Robespierre semble en tout cas avoir été absorbé totalement par la politique…
Pour la période 1792-1794, c’est à peu près évident. Mais il partage la vie de tous les membres des comités qui siègent de 10-11 heures du matin jusque tard dans la nuit, pendant ces années-là. On sait qu’avant 1792, il allait de temps à autre au théâtre et qu’il était invité chez les Roland ou les Desmoulins. Il n’a pas cependant la vie familiale de Desmoulins ni les intérêts de Danton, pas plus qu’il n’a eu la vie militante de Marat. Cependant, la légende noire, après thermidor, a ridiculisé les moments qu’il pouvait passer dans la famille Duplay. Son mode de vie était incontestablement austère, mais là encore sûrement pas exceptionnel. 

Où réside donc le génie particulier de Robespierre ?
Observons quelques faits dont nous sommes sûrs. En juillet 1791, Robespierre est reconnu, avec Pétion et Buzot, comme un des trois « incorruptibles ». Nous sommes après l’arrestation du roi à Varennes. Alors que l’Assemblée nationale maintient contre toute évidence que le roi et la reine ont été enlevés, Robespierre, avec quelques autres députés, rappelle les déclarations contre-révolutionnaires du roi et soutient les mouvements qui lui sont hostiles. Reconnu par l’opinion comme doté d’une rigueur morale à part, il est l’un des refondateurs du club des Jacobins. Mais rappelons qu’il est très minoritaire à l’Assemblée et peu influent dans le public. Le deuxième moment, plus ambivalent, se situe en décembre 1792 et janvier 1793, quand Robespierre demande avec Saint-Just, en écho aux réclamations des sans-culottes, que le roi soit exécuté sans jugement. Cependant, les députés jugent le roi, et votent certes sa mort, mais à l’issue d’un procès ! Robespierre a encore bien moins d’influence que Marat, Danton, véritable acteur politique, impliqué dans la chute de la monarchie, le 10 août 1792, ou encore Barère, certes moins connu, mais qui fut l’un des hommes clés de la Convention.

Mais Robespierre arrive à faire décréter la non-rééligibilité des membres de la Constituante ! N’est-ce pas là un coup de génie qui le débarrasse en une seule fois de toute une génération de concurrents ?
Robespierre a certainement bénéficié de cette mesure, prise le 16 mai 1791 alors qu’il est effectivement engagé dans des rivalités avec d’autres « patriotes », membres comme lui du club des Jacobins, mais il n’était pas à la manœuvre.

Quand Robespierre a-t-il pris les rênes de la France ? Est-ce en Juillet 1793 à son entrée au Comité de salut public ou à la mort de Danton en mars 1794 ?
Jamais.
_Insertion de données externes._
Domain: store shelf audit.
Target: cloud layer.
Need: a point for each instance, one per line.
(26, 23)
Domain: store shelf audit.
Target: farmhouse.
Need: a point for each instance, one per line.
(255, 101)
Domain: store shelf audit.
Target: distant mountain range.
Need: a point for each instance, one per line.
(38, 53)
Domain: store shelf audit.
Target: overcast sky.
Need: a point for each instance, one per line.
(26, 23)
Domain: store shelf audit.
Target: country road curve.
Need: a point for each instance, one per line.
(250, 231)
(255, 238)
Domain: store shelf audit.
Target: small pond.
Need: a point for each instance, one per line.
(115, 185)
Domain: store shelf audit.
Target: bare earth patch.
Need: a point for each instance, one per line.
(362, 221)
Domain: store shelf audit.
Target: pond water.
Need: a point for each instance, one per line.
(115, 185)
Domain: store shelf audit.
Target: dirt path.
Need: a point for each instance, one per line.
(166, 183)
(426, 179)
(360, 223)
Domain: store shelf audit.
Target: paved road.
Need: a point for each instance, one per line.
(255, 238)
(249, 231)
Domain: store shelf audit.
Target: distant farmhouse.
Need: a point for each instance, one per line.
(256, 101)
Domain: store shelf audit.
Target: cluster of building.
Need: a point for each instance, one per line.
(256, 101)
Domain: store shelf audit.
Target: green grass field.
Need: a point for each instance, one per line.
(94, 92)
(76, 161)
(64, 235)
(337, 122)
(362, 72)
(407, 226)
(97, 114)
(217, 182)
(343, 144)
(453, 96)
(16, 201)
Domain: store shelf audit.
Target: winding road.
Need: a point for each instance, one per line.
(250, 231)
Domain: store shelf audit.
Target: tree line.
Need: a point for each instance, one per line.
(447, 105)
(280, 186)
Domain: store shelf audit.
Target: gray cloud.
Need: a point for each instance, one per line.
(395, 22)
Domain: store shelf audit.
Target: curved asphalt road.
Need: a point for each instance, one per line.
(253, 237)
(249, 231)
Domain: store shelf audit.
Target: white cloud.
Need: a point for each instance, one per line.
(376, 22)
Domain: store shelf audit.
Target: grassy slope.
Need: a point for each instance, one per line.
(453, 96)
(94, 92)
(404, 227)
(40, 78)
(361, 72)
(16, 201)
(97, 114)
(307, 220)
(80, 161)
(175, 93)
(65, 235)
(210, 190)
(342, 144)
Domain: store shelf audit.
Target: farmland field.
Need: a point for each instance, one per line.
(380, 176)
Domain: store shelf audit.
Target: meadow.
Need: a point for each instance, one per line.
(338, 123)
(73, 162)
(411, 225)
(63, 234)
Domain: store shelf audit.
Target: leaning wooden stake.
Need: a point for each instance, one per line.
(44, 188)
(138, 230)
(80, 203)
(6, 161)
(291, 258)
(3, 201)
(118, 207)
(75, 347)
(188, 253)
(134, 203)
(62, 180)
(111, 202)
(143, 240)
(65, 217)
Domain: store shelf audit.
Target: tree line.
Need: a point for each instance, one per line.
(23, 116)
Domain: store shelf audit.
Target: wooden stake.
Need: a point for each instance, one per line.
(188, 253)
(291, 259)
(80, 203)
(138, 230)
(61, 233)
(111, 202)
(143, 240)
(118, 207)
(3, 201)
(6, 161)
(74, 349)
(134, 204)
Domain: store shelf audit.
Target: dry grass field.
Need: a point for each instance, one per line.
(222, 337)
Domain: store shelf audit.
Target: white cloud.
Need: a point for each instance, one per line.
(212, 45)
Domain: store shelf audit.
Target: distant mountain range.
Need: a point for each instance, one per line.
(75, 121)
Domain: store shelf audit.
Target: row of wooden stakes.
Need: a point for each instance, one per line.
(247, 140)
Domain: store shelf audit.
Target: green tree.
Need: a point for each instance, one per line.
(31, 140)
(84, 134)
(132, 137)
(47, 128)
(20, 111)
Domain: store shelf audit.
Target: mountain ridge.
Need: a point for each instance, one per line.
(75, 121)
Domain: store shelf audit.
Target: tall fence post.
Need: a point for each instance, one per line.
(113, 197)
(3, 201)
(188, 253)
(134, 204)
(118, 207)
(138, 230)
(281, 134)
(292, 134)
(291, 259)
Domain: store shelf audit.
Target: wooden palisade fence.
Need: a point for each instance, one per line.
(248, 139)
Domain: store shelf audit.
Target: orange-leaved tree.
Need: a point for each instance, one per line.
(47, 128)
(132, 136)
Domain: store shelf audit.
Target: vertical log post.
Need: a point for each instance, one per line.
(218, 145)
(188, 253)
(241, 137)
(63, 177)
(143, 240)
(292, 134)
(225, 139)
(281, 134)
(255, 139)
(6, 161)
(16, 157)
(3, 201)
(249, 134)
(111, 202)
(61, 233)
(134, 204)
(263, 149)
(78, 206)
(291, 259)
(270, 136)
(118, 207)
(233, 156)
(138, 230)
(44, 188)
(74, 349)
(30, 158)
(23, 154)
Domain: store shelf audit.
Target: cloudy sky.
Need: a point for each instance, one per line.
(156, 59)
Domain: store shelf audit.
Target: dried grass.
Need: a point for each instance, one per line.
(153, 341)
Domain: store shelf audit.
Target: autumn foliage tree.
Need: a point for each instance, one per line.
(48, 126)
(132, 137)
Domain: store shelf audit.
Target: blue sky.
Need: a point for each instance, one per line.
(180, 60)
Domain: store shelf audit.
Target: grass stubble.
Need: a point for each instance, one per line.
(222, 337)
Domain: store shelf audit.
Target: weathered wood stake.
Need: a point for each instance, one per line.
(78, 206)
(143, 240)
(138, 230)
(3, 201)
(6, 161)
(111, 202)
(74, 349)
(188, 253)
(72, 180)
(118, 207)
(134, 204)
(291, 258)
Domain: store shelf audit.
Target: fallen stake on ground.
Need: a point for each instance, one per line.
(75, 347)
Il n’entre au Comité de salut public qu’en juillet 1793, plus de quatre mois après sa création, il est président de la Convention comme beaucoup d’autres députés et signe les arrêtés comme d’autres membres du Comité. Et il compte des ennemis au sein même du Comité et à l’intérieur du Comité de sûreté générale, comme Vadier, Amar. Le sommet de son influence se situe en janvier-février 1794. Pendant quelques mois, il jouit de la confiance du public, alors qu’il est engagé dans des luttes politiques compliquées contre les sans-culottes et qu’il prend ses distances avec Danton et Desmoulins, qui réclament « l’indulgence ».
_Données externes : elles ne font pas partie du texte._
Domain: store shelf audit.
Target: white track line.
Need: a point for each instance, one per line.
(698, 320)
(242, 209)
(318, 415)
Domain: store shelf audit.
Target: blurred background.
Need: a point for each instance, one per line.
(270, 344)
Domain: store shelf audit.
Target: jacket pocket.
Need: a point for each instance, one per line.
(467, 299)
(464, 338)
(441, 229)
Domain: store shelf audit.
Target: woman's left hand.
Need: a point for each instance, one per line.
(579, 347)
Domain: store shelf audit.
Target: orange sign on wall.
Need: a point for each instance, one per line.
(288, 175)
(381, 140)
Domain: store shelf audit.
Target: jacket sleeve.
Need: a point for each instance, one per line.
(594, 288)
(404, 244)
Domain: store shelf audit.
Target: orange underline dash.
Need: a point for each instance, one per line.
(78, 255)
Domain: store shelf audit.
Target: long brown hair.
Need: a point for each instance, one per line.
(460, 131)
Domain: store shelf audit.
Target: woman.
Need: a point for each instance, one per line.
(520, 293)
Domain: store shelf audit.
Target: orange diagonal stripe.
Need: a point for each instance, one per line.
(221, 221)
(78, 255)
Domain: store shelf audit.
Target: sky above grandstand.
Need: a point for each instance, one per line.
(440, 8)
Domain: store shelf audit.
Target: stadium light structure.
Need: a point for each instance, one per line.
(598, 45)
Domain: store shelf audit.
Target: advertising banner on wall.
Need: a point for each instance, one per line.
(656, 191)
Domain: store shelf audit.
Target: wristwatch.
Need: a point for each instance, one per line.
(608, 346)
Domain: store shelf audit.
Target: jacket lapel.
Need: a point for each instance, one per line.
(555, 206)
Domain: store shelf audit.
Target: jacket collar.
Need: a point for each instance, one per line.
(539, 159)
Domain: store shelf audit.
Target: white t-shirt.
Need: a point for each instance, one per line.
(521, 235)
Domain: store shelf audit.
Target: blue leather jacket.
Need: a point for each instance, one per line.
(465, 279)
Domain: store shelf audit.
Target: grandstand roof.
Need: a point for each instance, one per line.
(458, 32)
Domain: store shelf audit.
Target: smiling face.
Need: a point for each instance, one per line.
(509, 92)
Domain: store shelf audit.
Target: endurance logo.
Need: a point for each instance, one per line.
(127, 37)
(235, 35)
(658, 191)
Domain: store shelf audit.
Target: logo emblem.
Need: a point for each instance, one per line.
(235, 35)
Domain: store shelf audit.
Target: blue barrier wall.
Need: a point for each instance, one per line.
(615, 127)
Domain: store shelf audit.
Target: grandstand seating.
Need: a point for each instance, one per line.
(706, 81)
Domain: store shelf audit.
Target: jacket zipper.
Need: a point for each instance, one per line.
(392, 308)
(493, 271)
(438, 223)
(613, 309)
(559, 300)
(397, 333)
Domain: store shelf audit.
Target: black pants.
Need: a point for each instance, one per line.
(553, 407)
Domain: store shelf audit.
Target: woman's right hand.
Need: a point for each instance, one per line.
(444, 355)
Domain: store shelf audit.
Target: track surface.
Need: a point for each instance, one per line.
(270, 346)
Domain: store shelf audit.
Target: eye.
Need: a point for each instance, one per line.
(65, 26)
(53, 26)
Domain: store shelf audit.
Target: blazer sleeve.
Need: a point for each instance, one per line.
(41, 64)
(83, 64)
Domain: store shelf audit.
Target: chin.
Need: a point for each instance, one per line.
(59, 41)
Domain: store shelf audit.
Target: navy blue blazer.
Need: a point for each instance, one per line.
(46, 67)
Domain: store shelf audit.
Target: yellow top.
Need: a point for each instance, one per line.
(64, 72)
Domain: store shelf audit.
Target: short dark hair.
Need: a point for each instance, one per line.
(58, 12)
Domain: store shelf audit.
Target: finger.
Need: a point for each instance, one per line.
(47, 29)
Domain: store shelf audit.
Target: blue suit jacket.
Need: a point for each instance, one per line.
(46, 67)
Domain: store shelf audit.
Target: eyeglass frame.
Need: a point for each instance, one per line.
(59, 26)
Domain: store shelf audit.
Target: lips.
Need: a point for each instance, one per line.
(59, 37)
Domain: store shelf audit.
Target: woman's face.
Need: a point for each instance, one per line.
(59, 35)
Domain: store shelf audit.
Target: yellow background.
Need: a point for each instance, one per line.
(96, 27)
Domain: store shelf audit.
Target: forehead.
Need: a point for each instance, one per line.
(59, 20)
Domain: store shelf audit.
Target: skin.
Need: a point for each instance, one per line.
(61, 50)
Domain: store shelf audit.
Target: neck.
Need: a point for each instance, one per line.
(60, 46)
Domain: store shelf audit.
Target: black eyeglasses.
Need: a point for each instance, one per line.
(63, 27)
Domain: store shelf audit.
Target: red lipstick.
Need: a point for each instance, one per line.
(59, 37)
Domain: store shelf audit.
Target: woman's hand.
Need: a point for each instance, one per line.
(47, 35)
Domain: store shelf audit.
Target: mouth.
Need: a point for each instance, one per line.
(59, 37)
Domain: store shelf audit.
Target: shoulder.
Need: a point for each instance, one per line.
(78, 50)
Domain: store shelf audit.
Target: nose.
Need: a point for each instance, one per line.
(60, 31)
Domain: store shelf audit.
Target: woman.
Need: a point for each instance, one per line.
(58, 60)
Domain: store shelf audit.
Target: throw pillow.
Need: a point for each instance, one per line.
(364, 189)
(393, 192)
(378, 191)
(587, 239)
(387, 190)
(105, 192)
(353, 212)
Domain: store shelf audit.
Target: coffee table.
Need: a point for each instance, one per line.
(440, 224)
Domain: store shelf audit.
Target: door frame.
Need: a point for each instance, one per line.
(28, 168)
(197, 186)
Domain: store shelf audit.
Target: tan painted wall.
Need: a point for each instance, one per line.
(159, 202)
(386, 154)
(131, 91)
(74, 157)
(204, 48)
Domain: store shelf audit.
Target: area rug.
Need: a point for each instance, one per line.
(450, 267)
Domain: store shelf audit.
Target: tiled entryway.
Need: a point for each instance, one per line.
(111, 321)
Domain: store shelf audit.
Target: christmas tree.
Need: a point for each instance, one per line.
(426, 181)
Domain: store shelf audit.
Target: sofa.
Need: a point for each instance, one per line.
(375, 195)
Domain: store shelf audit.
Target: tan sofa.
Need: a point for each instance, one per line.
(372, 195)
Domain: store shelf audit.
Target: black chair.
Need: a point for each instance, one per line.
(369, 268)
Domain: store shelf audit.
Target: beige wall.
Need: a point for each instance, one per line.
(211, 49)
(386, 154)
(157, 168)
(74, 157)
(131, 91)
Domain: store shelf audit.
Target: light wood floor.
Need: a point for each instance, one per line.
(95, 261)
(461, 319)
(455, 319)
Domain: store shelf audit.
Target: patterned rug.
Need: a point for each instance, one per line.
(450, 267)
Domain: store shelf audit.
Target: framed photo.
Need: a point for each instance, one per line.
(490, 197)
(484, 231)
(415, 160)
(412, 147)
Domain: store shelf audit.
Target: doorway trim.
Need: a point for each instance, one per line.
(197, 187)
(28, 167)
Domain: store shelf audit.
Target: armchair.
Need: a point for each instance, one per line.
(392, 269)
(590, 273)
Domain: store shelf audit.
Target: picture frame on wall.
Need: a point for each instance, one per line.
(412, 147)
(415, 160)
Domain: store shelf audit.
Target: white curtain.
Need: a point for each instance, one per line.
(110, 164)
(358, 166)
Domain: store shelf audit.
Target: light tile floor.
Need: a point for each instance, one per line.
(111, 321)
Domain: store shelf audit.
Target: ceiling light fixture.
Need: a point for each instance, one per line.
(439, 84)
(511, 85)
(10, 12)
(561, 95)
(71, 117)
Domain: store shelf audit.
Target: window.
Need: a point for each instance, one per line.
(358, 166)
Pourtant, il évite le terrain…
C’est un homme de cabinet. Les rapports de police n’en attestent pas moins qu’au début 1794, et jusqu’à fin mars, Robespierre a la confiance des Parisiens qui connaissent ses discours aux Jacobins ou à l’Assemblée. Au passage, on a tort d’imaginer une existence écrasée par un régime « totalitaire » : en dépit de la guerre, de la misère, de la surveillance et de la répression qui sévissent dans certaines régions, à Paris les gens parlent et vivent normalement, vont au théâtre, dans les guinguettes, voire dans les lieux de prostitution…Ce n’est pas le nazisme !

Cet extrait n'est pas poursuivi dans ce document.